Residues in the gp41 Ectodomain Regulate HIV-1 Envelope Glycoprotein Conformational Transitions Induced by gp120-Directed Inhibitors.

Interactions between the gp120 and gp41 subunits of the human immunodeficiency virus type 1 (HIV-1) envelope glycoprotein (Env) trimer maintain the metastable unliganded form of the viral spike. Binding of gp120 to the receptor, CD4, changes the Env conformation to promote gp120 interaction with the second receptor, CCR5 or CXCR4. CD4 binding also induces the transformation of Env into the prehairpin intermediate, in which the gp41 heptad repeat 1 (HR1) coiled coil is assembled at the trimer axis. In nature, HIV-1 Envs must balance the requirements to maintain the noncovalent association of gp120 with gp41 and to evade the host antibody response with the need to respond to CD4 binding. Here we show that the gp41 HR1 region contributes to gp120 association with the unliganded Env trimer. Changes in particular amino acid residues in the gp41 HR1 region decreased the efficiency with which Env moved from the unliganded state. Thus, these gp41 changes decreased the sensitivity of HIV-1 to cold inactivation and ligands that require Env conformational changes to bind efficiently. Conversely, these gp41 changes increased HIV-1 sensitivity to small-molecule entry inhibitors that block Env conformational changes induced by CD4. Changes in particular gp41 HR1 amino acid residues can apparently affect the relative stability of the unliganded state and CD4-induced conformations.

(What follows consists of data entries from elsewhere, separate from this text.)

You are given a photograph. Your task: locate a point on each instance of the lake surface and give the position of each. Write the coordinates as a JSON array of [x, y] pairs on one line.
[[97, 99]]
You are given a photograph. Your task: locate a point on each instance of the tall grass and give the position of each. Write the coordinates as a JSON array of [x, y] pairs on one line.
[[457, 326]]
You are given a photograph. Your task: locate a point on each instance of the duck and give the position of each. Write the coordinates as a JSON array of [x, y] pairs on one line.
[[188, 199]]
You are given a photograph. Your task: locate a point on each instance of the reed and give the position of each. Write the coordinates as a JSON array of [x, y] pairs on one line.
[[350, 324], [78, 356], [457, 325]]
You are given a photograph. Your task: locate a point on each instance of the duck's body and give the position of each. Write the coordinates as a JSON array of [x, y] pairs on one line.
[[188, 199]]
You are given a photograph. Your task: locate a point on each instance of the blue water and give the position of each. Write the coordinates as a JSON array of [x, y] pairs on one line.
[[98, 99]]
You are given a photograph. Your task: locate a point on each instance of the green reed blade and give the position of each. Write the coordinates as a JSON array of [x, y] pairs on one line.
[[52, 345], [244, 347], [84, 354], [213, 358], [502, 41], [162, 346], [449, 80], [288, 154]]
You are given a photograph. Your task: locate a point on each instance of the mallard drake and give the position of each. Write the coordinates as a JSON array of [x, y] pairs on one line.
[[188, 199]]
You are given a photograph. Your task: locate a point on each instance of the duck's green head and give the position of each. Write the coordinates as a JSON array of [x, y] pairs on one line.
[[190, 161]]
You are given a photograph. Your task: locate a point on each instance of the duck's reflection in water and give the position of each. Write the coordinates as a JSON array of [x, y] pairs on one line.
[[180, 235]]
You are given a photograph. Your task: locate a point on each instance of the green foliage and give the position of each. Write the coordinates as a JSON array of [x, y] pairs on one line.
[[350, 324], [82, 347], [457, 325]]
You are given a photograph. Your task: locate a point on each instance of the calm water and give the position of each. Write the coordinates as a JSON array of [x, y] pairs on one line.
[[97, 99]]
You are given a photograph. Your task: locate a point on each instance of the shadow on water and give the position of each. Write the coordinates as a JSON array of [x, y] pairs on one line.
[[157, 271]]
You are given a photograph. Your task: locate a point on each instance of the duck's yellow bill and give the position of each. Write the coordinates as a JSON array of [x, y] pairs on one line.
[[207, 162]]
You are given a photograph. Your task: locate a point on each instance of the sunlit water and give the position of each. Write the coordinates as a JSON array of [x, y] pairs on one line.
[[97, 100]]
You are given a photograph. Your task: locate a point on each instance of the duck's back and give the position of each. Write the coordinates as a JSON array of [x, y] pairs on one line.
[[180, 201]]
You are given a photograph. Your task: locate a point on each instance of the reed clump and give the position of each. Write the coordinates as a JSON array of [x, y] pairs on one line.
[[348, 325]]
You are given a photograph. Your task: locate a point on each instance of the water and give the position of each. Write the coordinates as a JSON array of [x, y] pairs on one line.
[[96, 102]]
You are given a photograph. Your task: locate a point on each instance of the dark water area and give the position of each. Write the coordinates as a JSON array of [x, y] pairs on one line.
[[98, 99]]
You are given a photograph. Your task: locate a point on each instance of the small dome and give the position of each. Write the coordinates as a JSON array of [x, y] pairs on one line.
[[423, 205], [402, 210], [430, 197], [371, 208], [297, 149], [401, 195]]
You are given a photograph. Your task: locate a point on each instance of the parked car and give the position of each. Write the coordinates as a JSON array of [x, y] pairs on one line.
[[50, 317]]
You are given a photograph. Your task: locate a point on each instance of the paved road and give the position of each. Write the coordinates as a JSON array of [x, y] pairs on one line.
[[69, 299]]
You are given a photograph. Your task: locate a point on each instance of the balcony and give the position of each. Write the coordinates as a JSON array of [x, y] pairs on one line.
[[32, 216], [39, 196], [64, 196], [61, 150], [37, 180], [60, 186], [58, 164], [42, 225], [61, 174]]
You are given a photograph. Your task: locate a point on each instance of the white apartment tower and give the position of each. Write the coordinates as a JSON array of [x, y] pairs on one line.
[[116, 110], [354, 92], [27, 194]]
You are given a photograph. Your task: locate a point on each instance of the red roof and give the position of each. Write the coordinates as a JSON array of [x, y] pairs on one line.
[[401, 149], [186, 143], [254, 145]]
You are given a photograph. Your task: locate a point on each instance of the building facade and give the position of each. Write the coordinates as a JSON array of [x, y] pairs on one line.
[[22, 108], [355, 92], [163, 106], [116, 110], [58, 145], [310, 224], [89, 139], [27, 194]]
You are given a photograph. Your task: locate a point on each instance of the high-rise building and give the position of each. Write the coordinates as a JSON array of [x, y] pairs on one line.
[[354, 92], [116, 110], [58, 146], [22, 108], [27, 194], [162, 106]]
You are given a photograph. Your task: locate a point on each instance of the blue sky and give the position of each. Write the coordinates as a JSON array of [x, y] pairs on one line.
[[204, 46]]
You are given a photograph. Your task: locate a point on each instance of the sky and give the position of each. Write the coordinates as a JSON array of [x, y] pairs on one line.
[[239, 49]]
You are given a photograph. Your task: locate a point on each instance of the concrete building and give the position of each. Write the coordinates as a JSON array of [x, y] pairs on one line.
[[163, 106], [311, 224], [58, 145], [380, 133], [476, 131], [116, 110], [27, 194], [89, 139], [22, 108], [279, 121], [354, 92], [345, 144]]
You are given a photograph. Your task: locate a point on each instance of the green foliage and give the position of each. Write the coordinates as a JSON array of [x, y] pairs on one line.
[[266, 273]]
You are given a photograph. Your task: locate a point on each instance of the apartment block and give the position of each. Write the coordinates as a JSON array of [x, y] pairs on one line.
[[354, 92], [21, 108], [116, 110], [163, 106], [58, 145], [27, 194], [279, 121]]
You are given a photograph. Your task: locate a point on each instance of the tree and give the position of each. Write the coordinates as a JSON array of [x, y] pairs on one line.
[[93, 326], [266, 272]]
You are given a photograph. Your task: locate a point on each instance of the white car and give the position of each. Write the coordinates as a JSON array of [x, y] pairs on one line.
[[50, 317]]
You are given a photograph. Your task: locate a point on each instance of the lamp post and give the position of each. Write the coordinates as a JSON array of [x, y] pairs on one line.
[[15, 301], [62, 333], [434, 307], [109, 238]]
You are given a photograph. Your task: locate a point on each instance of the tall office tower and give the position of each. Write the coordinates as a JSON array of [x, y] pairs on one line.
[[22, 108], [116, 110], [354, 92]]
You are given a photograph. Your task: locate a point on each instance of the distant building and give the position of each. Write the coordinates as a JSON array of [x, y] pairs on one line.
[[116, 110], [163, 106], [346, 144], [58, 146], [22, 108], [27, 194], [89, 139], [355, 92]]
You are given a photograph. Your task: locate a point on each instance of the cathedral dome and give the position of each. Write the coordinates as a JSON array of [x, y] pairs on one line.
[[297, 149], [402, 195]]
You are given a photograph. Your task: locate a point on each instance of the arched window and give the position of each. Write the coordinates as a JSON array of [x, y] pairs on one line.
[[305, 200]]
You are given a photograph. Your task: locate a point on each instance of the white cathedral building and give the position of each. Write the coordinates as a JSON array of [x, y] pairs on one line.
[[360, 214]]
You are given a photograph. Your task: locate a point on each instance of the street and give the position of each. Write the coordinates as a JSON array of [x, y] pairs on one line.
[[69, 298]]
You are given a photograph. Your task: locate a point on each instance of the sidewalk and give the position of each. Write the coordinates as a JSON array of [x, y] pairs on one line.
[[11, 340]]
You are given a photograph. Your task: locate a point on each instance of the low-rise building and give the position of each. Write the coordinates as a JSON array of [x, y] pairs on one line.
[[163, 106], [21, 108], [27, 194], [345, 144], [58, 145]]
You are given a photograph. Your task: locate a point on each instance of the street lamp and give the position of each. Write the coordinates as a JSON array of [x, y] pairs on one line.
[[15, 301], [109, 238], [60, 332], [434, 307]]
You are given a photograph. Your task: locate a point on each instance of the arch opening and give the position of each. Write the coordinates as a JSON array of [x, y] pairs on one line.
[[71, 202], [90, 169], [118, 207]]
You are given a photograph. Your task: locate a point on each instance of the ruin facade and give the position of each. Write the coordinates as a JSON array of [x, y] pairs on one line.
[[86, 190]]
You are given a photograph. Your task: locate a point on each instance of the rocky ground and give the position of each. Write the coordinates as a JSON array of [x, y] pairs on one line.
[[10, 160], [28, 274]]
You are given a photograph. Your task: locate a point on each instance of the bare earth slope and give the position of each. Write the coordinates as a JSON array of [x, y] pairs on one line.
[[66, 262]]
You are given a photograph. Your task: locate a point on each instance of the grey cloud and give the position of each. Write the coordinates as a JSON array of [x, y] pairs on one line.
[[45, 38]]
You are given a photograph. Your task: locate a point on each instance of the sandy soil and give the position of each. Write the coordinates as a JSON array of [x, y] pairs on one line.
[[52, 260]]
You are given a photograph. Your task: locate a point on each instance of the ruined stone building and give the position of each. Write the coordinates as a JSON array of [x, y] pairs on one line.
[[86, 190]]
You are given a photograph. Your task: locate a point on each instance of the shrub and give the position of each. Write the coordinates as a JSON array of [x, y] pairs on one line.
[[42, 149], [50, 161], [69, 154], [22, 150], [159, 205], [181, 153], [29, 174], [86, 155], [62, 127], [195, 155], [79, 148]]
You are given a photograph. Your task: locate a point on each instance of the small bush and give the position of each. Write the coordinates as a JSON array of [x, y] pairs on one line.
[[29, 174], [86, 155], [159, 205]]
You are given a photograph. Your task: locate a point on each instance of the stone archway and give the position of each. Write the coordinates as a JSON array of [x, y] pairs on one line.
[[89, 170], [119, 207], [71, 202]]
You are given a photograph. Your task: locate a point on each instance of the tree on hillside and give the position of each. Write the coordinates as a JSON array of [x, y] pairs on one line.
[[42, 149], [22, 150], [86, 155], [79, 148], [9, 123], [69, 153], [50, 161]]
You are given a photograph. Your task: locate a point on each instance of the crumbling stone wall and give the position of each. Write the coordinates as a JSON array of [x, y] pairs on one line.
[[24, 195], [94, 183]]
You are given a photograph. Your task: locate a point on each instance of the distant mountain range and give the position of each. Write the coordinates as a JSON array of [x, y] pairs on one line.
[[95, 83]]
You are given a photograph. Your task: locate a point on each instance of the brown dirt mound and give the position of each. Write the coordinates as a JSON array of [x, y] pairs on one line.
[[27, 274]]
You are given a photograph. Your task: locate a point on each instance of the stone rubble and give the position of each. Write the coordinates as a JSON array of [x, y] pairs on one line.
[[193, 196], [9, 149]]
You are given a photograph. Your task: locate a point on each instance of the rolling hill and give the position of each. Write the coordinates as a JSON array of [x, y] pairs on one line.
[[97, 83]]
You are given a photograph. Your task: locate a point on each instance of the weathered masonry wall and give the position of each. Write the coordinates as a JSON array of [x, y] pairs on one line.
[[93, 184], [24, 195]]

Thus, the gp41 HR1 region contributes to the association with gp120 and regulates Env transitions from the unliganded state to downstream conformations.IMPORTANCE The development of an efficient vaccine able to prevent HIV infection is a worldwide priority. Knowledge of the envelope glycoprotein structure and the conformational changes that occur after receptor engagement will help researchers to develop an immunogen able to elicit antibodies that block HIV-1 transmission. Here we identify residues in the HIV-1 transmembrane envelope glycoprotein that stabilize the unliganded state by modulating the transitions from the unliganded state to the CD4-bound state.